Personal information
- Full name: Robert Groom
- Born: 23 March 1816 Shoreditch, Middlesex, England
- Died: 22 March 1891 (aged 74) Bethnal Green, London, England
- Batting: Unknown

Domestic team information
- 1846: Surrey

Career statistics
| Competition | First-class |
| Matches | 2 |
| Runs scored | 11 |
| Batting average | 3.66 |
| 100s/50s | –/– |
| Top score | 4 |
| Balls bowled | – |
| Wickets | – |
| Bowling average | – |
| 5 wickets in innings | – |
| 10 wickets in match | – |
| Best bowling | – |
| Catches/stumpings | 1/– |
- Source: Cricinfo, 7 April 2013

= Robert Groom (cricketer) =

English cricketer

Robert Groom (23 March 1816 - 22 March 1891) was an English cricketer. Groom's batting style is unknown.
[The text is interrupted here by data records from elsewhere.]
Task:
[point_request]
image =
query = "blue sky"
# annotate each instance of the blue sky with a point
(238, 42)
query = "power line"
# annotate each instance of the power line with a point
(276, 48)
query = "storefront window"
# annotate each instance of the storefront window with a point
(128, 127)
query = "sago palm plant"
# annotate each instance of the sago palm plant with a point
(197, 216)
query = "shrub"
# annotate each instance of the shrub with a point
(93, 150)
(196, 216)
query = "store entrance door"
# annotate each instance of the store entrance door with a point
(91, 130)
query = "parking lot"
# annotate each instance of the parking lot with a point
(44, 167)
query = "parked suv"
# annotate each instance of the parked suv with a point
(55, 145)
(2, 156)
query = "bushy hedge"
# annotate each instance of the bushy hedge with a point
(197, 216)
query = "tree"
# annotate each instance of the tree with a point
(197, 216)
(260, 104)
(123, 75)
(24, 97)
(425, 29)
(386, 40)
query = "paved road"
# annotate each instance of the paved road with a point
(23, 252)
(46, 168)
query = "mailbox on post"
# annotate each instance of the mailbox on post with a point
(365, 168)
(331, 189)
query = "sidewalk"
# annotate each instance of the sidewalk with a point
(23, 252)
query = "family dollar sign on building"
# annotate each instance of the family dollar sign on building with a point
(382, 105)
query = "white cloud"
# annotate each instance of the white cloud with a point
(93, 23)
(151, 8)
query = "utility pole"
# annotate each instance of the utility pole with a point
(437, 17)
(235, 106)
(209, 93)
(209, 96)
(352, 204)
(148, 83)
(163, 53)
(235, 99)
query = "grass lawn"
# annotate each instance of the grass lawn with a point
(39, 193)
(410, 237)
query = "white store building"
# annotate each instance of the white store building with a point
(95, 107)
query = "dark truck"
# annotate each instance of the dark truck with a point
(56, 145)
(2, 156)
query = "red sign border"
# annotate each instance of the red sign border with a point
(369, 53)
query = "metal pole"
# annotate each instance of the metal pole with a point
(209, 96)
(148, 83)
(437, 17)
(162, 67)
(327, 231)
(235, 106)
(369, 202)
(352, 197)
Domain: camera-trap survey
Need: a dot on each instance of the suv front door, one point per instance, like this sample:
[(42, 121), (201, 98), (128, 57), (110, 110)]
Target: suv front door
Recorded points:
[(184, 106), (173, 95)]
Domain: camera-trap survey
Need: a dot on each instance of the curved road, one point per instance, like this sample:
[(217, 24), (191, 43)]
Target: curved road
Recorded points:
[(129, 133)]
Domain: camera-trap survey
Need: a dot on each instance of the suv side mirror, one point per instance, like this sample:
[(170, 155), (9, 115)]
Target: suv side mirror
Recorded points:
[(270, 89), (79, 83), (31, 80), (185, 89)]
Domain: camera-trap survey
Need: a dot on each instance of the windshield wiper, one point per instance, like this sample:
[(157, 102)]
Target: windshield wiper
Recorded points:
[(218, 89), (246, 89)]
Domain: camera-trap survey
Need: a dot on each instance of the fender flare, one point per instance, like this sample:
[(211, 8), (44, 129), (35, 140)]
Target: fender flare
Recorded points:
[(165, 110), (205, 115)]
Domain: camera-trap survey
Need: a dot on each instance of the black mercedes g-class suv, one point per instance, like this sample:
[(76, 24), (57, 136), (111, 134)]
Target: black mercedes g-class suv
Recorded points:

He was born at Shoreditch, Middlesex.

Groom made two first-class appearances for Surrey in 1846, both against Kent, with the first match played at The Oval and the second at Preston Hall in Kent. Groom scored a total of 11 runs in his two matches, with a high score of 4.

He died at Bethnal Green, London on 22 March 1891.